Wie wird man eine ausgebildete Trauer- und Sterbeamme? Was macht das mit dir und wie läuft so etwas genau ab? Das ist ja schon ein sehr emotionales Thema und jeder geht damit unterschiedlich um…
Gezweifelt habe ich nie, denn ich habe ja schon im Krankenhaus gemerkt, dass die geistige Welt existiert, sei es jetzt Gott, Jesus, Maria, Buddha oder wie man es auch immer nennen möchte. Da oben gibt es etwas! Ich weiß es, ich glaube es nicht mehr, ich weiß es durch meine Arbeit! „Die da oben” haben wohl beschlossen, dass ich das tun soll und als ich dann 2014 an Krebs erkrankte, habe ich Jesus mein Leben übergeben und gesagt, er solle mir meinen Weg zeigen. Wenn ich jetzt an Krebs sterben soll, dann gehe ich, aber ich habe keine Angst mehr. Seitdem läuft das einfach. Ich vertraue mich voll an und lasse mich nur noch führen. Ich höre, was soll ich tun soll, und bekomme meine Antwort. Nun habe ich oft das Gefühl, dass, wenn ich Sterbende begleite, „durch mich gearbeitet wird”. Als ich mal eine Frau im Arm gehalten habe, die im Sterben lag und die voller Angst und Panik war, sagte ich ihr, sie solle im Vertrauen loslassen, denn sie könne nicht tiefer fallen, als in Gottes Hand. Ich weiß nicht, was ihr so Angst gemacht hat, nur, dass wir unsere Ahnen und auch Engel sehen, wenn wir gehen. Als die Seele dann den Körper verlassen hat, habe ich einen Ruck im Körper von der Verstorbenen gespürt und seitdem weiß ich, dass es eine Seele gibt. Ich glaube es nicht mehr, ich weiß es und dass ich wohl ein Werkzeug bin.

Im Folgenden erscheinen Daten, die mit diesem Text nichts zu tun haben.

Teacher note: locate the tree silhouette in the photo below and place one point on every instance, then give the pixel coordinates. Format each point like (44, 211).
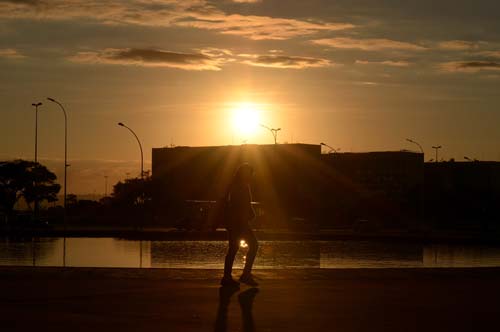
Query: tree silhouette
(27, 179)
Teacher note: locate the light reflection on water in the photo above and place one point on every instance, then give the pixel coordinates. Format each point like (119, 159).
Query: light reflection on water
(111, 252)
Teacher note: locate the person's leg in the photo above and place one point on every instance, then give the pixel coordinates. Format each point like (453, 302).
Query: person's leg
(233, 241)
(253, 245)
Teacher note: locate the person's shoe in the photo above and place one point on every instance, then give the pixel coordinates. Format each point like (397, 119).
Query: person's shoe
(249, 280)
(229, 282)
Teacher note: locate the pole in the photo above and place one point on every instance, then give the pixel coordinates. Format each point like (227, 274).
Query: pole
(65, 153)
(105, 185)
(274, 132)
(331, 148)
(140, 147)
(416, 143)
(437, 148)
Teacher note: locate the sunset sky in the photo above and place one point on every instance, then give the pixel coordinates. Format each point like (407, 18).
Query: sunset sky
(360, 75)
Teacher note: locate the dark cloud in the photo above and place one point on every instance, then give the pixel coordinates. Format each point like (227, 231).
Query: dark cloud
(151, 58)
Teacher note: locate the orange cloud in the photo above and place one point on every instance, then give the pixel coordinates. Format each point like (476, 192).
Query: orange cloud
(10, 53)
(149, 58)
(187, 13)
(384, 63)
(283, 61)
(458, 45)
(367, 44)
(469, 66)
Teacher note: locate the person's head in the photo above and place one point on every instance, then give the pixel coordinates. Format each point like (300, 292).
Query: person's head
(244, 174)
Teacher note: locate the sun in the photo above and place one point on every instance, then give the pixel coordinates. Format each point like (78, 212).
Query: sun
(246, 119)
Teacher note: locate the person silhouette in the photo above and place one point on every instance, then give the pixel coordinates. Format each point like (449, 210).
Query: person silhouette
(238, 212)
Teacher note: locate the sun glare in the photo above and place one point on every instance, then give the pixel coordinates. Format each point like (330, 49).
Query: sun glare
(246, 119)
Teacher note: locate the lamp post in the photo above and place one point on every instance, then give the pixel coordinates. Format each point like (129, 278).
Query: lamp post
(140, 147)
(36, 105)
(105, 185)
(416, 143)
(331, 148)
(65, 152)
(274, 132)
(437, 148)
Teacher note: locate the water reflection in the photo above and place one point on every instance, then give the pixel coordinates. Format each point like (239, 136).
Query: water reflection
(111, 252)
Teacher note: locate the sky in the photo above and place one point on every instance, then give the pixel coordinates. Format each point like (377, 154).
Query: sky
(359, 75)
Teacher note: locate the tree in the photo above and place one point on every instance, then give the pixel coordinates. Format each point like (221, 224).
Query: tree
(27, 179)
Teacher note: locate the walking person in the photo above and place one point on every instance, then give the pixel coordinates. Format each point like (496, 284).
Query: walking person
(238, 212)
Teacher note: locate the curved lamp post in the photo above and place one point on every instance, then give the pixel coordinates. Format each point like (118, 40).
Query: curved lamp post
(331, 148)
(140, 147)
(437, 148)
(416, 143)
(36, 105)
(65, 151)
(274, 132)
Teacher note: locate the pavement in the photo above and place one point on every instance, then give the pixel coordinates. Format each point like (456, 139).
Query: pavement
(117, 299)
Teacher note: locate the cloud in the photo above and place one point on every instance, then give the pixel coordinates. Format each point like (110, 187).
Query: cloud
(458, 45)
(491, 54)
(283, 61)
(368, 44)
(10, 53)
(166, 13)
(260, 27)
(385, 63)
(150, 58)
(469, 66)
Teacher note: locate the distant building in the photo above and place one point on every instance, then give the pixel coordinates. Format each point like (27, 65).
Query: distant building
(463, 194)
(296, 184)
(382, 188)
(282, 183)
(292, 182)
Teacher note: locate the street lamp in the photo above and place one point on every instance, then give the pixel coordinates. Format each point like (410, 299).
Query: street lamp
(140, 147)
(274, 132)
(331, 149)
(65, 152)
(437, 148)
(416, 143)
(36, 105)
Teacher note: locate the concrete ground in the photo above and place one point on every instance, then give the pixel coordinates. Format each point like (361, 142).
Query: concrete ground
(102, 299)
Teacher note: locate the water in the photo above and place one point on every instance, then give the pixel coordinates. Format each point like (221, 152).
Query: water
(113, 252)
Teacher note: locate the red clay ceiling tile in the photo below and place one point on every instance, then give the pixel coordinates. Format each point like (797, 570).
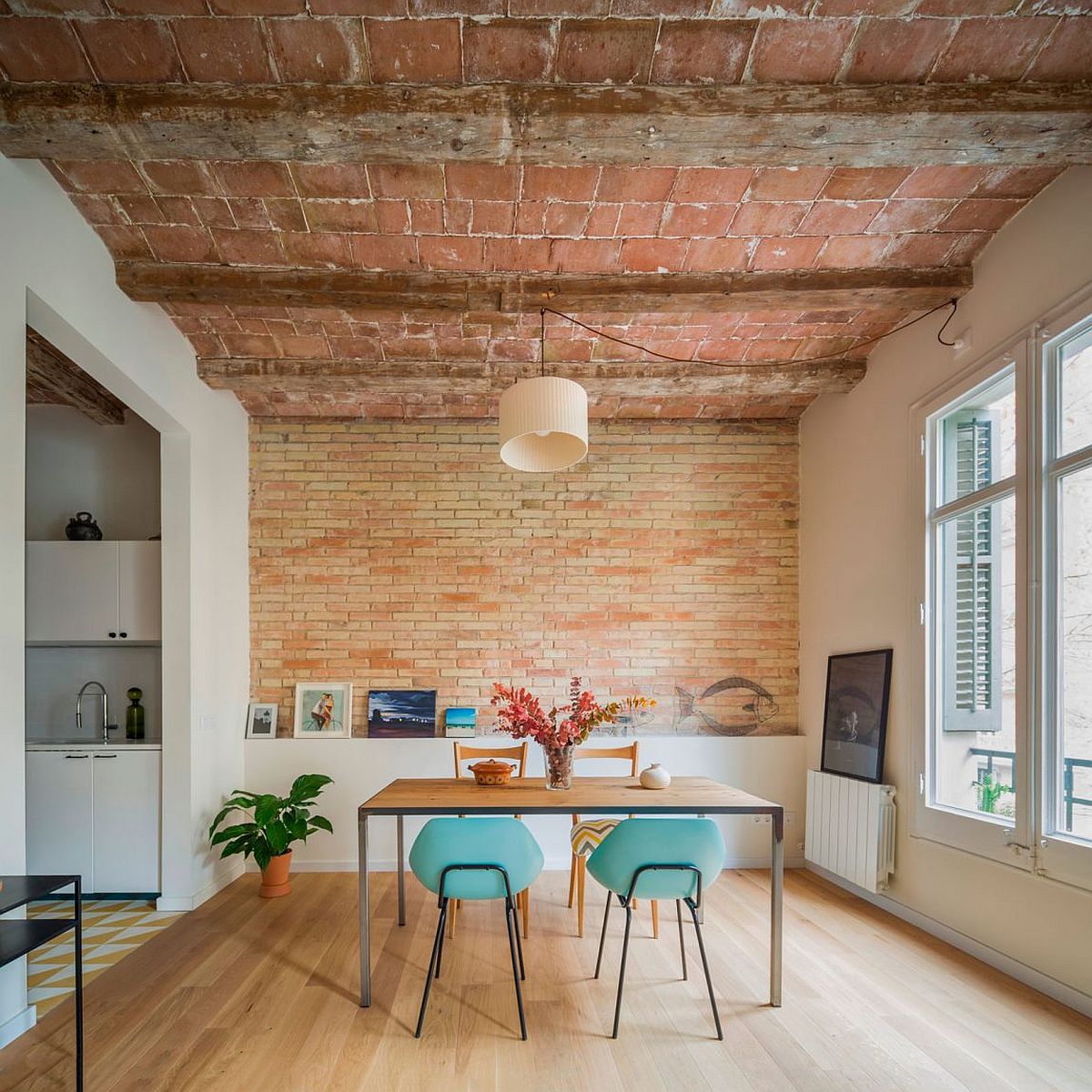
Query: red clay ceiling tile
(703, 50)
(992, 49)
(508, 49)
(102, 176)
(399, 180)
(697, 185)
(33, 49)
(943, 181)
(412, 50)
(1068, 55)
(795, 254)
(787, 184)
(179, 243)
(560, 184)
(331, 179)
(223, 50)
(255, 179)
(481, 181)
(801, 50)
(637, 184)
(612, 52)
(309, 50)
(130, 50)
(893, 50)
(863, 184)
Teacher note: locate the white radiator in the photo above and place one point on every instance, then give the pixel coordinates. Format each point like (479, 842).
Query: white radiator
(851, 829)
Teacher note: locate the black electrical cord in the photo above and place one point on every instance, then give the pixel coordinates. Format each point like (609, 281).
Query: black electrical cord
(954, 304)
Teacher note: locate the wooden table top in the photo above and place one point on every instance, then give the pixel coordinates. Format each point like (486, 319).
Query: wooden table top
(592, 795)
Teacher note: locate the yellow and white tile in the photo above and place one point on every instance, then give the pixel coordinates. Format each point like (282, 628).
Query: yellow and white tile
(112, 929)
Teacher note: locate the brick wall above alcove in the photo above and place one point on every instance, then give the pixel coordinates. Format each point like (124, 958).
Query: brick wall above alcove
(409, 555)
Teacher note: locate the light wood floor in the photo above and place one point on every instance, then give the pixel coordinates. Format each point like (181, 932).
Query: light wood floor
(246, 995)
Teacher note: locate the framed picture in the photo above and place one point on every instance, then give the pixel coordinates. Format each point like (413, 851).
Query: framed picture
(323, 709)
(401, 714)
(854, 724)
(261, 721)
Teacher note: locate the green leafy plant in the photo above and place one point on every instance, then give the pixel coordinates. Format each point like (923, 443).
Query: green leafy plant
(274, 822)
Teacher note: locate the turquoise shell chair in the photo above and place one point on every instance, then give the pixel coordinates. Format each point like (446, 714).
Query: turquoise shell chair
(490, 857)
(659, 858)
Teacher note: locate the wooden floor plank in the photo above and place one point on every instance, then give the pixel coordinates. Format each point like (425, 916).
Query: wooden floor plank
(247, 994)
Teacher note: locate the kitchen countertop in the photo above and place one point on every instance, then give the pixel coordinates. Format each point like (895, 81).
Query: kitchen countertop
(93, 745)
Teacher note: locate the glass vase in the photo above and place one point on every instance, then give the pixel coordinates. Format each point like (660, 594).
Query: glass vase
(560, 765)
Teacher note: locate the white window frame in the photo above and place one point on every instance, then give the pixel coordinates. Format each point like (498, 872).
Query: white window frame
(1032, 841)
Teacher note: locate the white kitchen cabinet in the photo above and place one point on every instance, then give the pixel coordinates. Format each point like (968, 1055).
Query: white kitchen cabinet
(59, 814)
(93, 592)
(96, 811)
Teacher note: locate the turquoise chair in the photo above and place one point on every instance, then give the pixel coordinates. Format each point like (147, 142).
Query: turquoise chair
(487, 857)
(659, 858)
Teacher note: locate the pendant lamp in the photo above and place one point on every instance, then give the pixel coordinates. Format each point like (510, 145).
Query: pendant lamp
(544, 421)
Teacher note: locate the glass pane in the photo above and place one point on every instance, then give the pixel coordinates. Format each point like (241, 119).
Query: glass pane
(1075, 382)
(977, 441)
(1075, 612)
(975, 723)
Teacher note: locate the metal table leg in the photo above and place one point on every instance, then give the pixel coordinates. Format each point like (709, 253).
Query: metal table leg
(363, 887)
(79, 988)
(776, 889)
(402, 871)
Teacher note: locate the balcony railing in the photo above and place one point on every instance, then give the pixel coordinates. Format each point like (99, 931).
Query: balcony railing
(1069, 764)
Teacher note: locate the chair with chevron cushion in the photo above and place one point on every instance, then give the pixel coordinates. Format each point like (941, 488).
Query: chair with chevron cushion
(588, 834)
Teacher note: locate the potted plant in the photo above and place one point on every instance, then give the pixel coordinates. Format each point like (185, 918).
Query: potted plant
(521, 714)
(273, 824)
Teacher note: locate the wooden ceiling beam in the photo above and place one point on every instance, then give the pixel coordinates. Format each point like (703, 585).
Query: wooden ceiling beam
(721, 126)
(787, 380)
(53, 379)
(516, 293)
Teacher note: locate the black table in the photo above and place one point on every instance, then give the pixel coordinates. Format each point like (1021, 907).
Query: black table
(17, 938)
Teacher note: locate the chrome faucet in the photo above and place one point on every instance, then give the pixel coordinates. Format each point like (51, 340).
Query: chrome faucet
(106, 709)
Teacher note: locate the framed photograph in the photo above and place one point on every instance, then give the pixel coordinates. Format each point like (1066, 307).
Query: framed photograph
(323, 710)
(854, 724)
(261, 721)
(401, 714)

Nun lasse ich es immer mehr zu, auch wenn es mir am Anfang schon Angst gemacht gemacht. Und die Ausbildung zur Sterbeamme beinhaltet u.a. Selbstreflexion und die eigenen Schatten anzunehmen. Erst wenn du deine eigenen Ängste, Sorgen und sogenannten Schatten kennst und annimmst, kannst du anderen Menschen helfen, ihre Schatten wiederum anzunehmen. Und erst wenn du deine eigenen Tränen geweint hast, kannst du anderen Menschen Mut machen, ihre Tränen zu weinen. Genauso ist es mit Wut und Zorn, alles, was Sterbende wie auch Trauernde haben: Wenn du deine eigene Schuld angeschaut hast, die du dir aufgeladen hast, kannst du Menschen begleiten, die sich schuldig fühlen. In den 5 Phasen der Ausbildung lernt man dann auch noch viel über Kommunikation, denn wir müssen darüber reden können! Irgendwann ist nämlich jeder dran! Es ist egal, wie weit wir es wegschieben, wir sind alle Sterbende in dem Moment, wo wir auf die Welt kommen! Mittlerweile habe ich dafür einen gut gefüllten Werkzeugkoffer wie u.a. Fantasiereisen etc. Das hilft immer sehr! Ich habe jetzt übrigens auch einen Sterbevorbereitungskurs kreiert und sage: „Leute, bereitet euch vor, dann geht das Sterben ganz leicht.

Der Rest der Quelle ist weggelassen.